Il Kenya è il quinto produttore di caffè in Africa. Secondo i dati dell’Organizzazione internazionale del caffè, nel 2020 il Paese ha prodotto 775.000 sacchi da 60 kg e ha esportato circa il 95% del suo caffè sui mercati internazionali (Stati Uniti e Germania in testa). Ciò significa che solo il 5% della produzione viene consumato a livello nazionale. E mentre il consumo di tè rimane alto in Kenya, il numero di persone che bevono caffè è ancora basso e, entro la fine del 2022, non supererà i 43.000 sacchi da 60 kg.

Nei primi mesi del 2023, proprio in Kenya, prenderà il via “Caffè corretto”, un progetto finanziato dall’agenzia italiana per la cooperazione allo sviluppo e portato avanti da CELIM e IPSIA e Caritas Nairobi che ha come obiettivo il miglioramento dell’efficienza, della sostenibilità e della qualità della produzione di caffè, introducendo buone pratiche di governance, riducendo l’impatto ambientale delle cooperative di trasformazione e potenziando le capacità delle stesse di sfruttare le opportunità offerte dal mercato locale.

Tra gli obiettivi c’è anche il sostegno alle cooperative affinché sfruttino al meglio le opportunità offerte dal mercato locale, creando nuovi prodotti derivanti dallo scarto organico della lavorazione a umido (biscotti e farina di cascara), migliorando le competenze di giovani e donne nella selezione e trasformazione del caffè, avviando piccole torrefazioni locali a livello di cooperative e creando brand di caffè locale.

“La problematica prioritaria riguarda la limitata valorizzazione del caffè keniano nel mercato locale. Circa il 90% della produzione è destinata all’estero regolato da una serie di agenti di mercato e brokers che in loco si arricchiscono grazie alle elevate commissioni che percepiscono – spiega Davide Bonetti di CELIM Kenya -. Poiché non esiste la possibilità per le cooperative di vendere sul mercato internazionale il caffè verde ed eludere, in questo modo, il sistema attuale, l’unico modo per incrementare le entrate delle stesse è attraverso la promozione del consumo di caffè in loco, che ha visto una crescita significativa ma resta al di sotto delle proprie potenzialità”.

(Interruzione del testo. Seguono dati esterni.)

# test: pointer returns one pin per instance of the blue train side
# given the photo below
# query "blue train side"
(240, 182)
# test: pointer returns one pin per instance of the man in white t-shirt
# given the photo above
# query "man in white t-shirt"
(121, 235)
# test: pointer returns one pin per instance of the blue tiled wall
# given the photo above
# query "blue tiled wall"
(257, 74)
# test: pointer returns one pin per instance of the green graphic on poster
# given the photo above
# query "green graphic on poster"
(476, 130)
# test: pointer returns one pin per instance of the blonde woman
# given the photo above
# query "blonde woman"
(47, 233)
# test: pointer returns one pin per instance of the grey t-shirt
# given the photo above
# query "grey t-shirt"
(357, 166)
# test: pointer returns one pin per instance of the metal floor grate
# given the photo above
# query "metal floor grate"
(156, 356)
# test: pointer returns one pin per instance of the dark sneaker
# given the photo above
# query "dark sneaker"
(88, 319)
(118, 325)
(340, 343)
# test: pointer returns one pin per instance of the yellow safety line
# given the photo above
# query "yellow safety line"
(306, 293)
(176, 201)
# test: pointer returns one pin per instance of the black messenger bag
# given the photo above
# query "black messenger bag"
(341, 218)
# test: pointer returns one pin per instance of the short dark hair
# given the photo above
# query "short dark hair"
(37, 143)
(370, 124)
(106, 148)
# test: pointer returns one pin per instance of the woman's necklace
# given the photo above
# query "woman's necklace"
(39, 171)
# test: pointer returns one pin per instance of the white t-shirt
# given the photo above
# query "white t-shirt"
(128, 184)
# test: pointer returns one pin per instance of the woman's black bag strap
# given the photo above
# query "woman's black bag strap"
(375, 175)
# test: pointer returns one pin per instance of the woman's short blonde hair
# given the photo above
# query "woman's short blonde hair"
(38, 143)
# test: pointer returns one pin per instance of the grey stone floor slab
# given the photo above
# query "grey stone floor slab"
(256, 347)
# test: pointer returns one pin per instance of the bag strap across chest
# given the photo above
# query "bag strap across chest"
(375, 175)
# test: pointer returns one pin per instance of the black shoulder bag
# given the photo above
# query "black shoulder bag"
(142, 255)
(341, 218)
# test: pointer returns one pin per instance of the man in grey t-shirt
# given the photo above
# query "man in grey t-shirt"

Le cause sono riconducibili alla scarsa conoscenza del prodotto da parte dei potenziali consumatori, che ritengono spesso il caffè un prodotto esclusivamente coloniale destinato all’esportazione e alle scarse competenze e attrezzature per la torrefazione locale a livello di cooperative. Il progetto incentiverà il consumo locale, creando nuovi prodotti derivanti dallo scarto organico della lavorazione a umido (biscotti e farina di cascara), formando donne e giovani nella selezione e trasformazione del caffè e avviando piccole torrefazioni locali di caffè da parte delle cooperative stesse”.